Establishing visibility is the prerequisite for everything else. That means building a real-time inventory of AI tools and agents across the environment, understanding what permissions each has been granted, and mapping where those permissions intersect with sensitive data and critical systems. Without that foundation, governance frameworks and risk controls are operating blind.


From there, the work defines what acceptable operation looks like for each use case, and measures actual agent activity against those expectations continuously. This is where traditional security tooling typically falls short. Old tools cannot govern systems that choose their next action based on context. What is needed is the ability to detect when agent behaviour diverges from organisational intent and act at the speed and scale at which agents themselves operate.

What Organisations in Finance and Software Need to Address Now

For organisations in finance and software, the exposure is particularly acute. These sectors handle data that is attractive to threat actors, operate under regulatory frameworks that require demonstrable control over data handling and system behaviour, and are often at the leading edge of AI adoption within their organisations. The combination of high data sensitivity, regulatory accountability, and rapid deployment creates conditions where this can become a material risk quickly.


We need to ask ourselves whether or not our organisations have the visibility and control infrastructure to govern this effectively, or whether we are trying to retrofit security models designed for predictable systems to systems that make decisions.
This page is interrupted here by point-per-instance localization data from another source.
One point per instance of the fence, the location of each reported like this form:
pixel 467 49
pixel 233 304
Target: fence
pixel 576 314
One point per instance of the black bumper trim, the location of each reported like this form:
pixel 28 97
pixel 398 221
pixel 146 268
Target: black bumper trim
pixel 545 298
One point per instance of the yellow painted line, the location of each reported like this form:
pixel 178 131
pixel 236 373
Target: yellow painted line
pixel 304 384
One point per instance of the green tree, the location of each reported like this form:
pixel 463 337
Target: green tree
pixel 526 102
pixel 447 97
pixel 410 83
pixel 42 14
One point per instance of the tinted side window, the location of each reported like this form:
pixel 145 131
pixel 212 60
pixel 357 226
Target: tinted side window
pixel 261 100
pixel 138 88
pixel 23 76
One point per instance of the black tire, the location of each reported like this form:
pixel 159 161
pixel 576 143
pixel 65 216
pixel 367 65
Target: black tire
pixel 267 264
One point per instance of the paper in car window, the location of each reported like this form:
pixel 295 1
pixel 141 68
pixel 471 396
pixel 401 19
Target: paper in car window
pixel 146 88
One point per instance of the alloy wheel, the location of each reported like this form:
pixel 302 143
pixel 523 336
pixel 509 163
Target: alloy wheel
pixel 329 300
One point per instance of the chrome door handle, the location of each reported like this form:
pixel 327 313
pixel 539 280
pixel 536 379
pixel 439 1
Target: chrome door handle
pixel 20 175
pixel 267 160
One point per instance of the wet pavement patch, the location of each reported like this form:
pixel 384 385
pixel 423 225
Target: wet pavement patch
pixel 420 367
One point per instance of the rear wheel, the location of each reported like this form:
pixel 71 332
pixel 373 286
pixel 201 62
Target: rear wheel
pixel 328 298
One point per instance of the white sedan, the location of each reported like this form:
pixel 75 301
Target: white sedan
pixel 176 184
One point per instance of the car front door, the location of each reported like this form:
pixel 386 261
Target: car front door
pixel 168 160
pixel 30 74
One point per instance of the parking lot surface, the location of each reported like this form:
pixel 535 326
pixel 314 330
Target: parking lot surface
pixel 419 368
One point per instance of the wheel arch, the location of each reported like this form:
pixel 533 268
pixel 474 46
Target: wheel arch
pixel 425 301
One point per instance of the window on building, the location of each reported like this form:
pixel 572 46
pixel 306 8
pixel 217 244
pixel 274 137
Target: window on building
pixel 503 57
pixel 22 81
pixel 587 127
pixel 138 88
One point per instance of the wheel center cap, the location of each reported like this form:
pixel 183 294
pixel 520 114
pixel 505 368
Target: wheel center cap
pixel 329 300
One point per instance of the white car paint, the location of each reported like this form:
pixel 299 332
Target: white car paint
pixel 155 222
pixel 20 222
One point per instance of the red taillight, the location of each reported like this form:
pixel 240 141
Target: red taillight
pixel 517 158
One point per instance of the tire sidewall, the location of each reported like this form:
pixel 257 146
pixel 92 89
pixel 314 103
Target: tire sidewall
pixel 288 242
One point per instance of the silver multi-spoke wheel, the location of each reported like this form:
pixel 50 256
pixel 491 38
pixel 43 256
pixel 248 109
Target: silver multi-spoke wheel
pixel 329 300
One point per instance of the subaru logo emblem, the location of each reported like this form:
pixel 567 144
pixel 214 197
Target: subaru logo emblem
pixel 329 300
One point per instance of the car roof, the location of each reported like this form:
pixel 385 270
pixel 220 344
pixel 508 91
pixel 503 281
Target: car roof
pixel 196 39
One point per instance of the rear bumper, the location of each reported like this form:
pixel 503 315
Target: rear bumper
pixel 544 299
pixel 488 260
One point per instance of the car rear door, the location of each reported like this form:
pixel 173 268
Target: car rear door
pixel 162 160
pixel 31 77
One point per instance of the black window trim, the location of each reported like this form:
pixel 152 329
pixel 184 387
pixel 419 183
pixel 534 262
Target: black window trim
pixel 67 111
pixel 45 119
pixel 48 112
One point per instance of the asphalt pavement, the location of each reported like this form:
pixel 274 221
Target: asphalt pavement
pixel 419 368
This is an area where Nayaka works closely with Geordie AI, whose platform is specifically built to address the agentic security problem, providing the visibility, behavioural monitoring, and real-time agentic workflow auto-remediation that conventional security tools were not designed to deliver. For organisations beginning to engage seriously with agentic AI risk, understanding what is already operating in the environment and what access it has is the right place to start.